İstanbul’da her otomobil yolculuğunda en az 19 dakika kaybediliyor

İstanbul, Amsterdam merkezli TomTom isimli şirket tarafından yayımlanan Trafik Endeksi’nin 2021 sonuçlarında da ilk sırada konumlanıyor. Verilere göre İstanbul’da otomobille 30 dakikalık bir seyahat yaklaşık 19 dakika daha uzun sürüyor. Bu kaybın yıllık bazda 142 saatlik bir zamana karşılık geldiğini söyleyen Murat Yılmaz, “İstanbul’da bir sürücü, yolculuğunun %15’inde park yeri arıyor. 2020’den bu yana %11 artış gösterdiği bilinen trafik sıkışıklığı seviyesini göz önünde bulundurduğumuzda, İstanbul gibi yolculukların çoğunlukla kısa mesafeler için yapıldığı metropollerde mikromobilite çözümleri kullanıcılar için çok daha iyi bir seçenek sunuyor. Zira e-scooter veya e-moped gibi araçlar uygun noktalara, talimatlara uygun bir biçimde bırakılabiliyor. Bu çözümler, elektrikle çalıştıkları için hayat kalitesi açısından da tüm kent sakinleri için pozitif bir etki oluşturuyor” ifadelerini kullandı.

“Mikromobilite e-scooter’ın ötesinde bir konsept”
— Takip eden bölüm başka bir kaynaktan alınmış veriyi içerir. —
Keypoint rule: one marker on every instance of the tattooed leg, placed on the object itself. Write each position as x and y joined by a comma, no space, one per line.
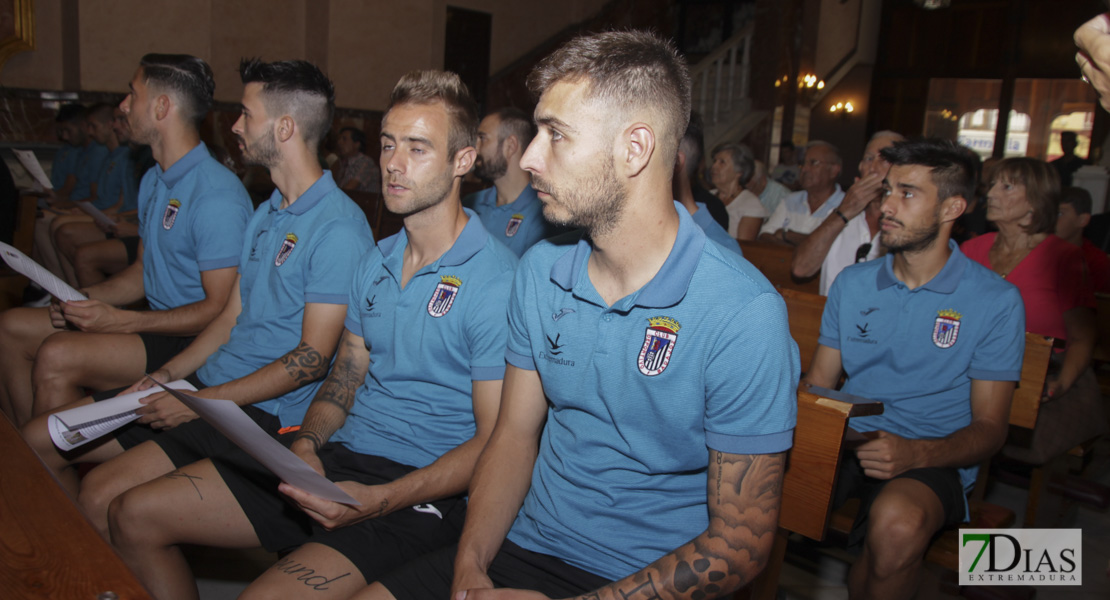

Türkiye’nin ilk mikromobilite markası Martı’nın kuruluş sürecinde teknik yetkili olarak görev alan Murat Yılmaz, bu kavramın e-scooter’ın ötesinde daha çatı bir konsept olduğuna dikkat çekerek, değerlendirmelerini şu ifadelerle sonlandırdı: “2019’da ülkemizin ilk mikromobilite markası hayata geçtiğinden bu yana, üç yıl gibi kısa sürede, başta İstanbul olmak üzere Türkiye’deki pek çok şehir, çok sayıda yerel markanın küresel markalarla rekabet ettiği pazarlara dönüştü. Bu alandaki şirketler, e-scooter’ların kontrolsüz büyümesinin kamuoyunda sebep olduğu şikayetlerin mikromobilite kavramına karşı bir çekimserliğe sebep olmaması için çalışmalı. Zira mikromobilite, paylaşımlı ve dakikalık araç kiralamadan elektrikli şehir içi otomobillere uzanan oldukça geniş bir kavram. Toplu taşımanın yetersiz kaldığı, otomobillerin kent trafiğini felç ettiği metropollerde hem dakikalık araç pazarının, hem de e-scooter gibi çözümlerin giderek büyüyeceğini öngörüyoruz. Bugün mikroaraçlar, diğer çözümlere kıyasla iki kişi için bagaj alanıyla birlikte çok daha kullanışlı ve konforlu hale geliyor.”